Jack-of-all writing trades Liza Nelson, author of the novel PLAYING BOTTICELLI, has been an essayist, editor, journalist, columnist, dramaturge, and poet. Her writing has appeared in a wide range of publications, from the underground paper The Great Speckled Bird to Ploughshares to The N.Y. Times. She has been nominated for a Pushcart Prize for her poetry and a James Beard Award for her food writing in A Book of Feasts. Years ago she reluctantly moved with her family to a Georgia cattle farm that she’s grown to love, although it no longer raises anything but mosquitoes, wild flowers and the occasional tomato. Her blog www.aliceinmemoryland.com chronicles her experiences with Alzheimer’s and marriage.

A LITTLE ABOUT “PLAYING BOTTICELLI”

liza nelson playing boticelli book cover

In 1986, Godiva Blue thinks she controls the world she has created for her daughter Dylan and herself in a neglected corner of North Florida. While her fellow 1960s college activists have become Reagan-era yuppies, Godiva—an avowed nonconformist and self-proclaimed avant-garde artist who is also an elementary school janitor—refuses to compromise her ideals. Then one day she glances at the wanted posters hanging in her local post office and recognizes the face of a man she hasn’t seen since 1969: Dylan’s father. Shaken, Godiva brings the poster home. Soon enough, 15-year-old Dylan finds it. Fueled by simmering adolescent resentment and already secretly chafing against her mother’s out-sized personality, Dylan sets out across America to look for the father she’s never known. Left behind and powerless to protect her daughter, Godiva must confront the choices she’s made. By turns funny, scary and reflective, Playing Botticelli follows Godiva and Dylan deep into the uncharted between autonomy and family love.

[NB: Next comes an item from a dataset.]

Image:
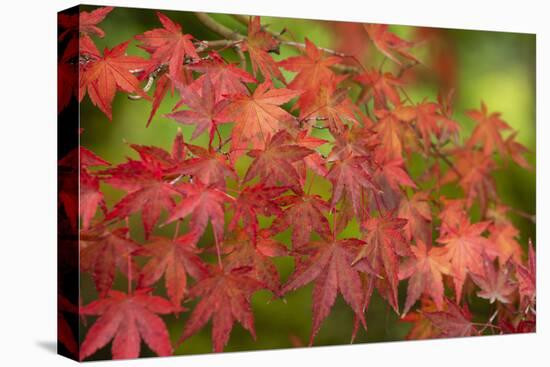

How the story begins for Godiva

“Well, this summer is over. Kaput. Finis. Down the tubes. Extinct. All gone. The end. As far as I’m concerned anyway. It shut like a book this afternoon. One minute I was full of August, easing my way down Highway 12, windows down, music blasting, the hot wind whipping in thick ribbons against my neck. The next minute I was chilled to the bone. To the bone.”

How the story begins for Dylan

“… Dylan takes her time. Crease by crease, she unfolds the fragile paper speckled with water and grease stains. Not until she has smoothed the page against her thigh and shaken it gently does she let herself look at what she is holding. Her father’s face in the palm of her hand. Though she’s never seen him before, she knows. He stares up at her, and she stares back.”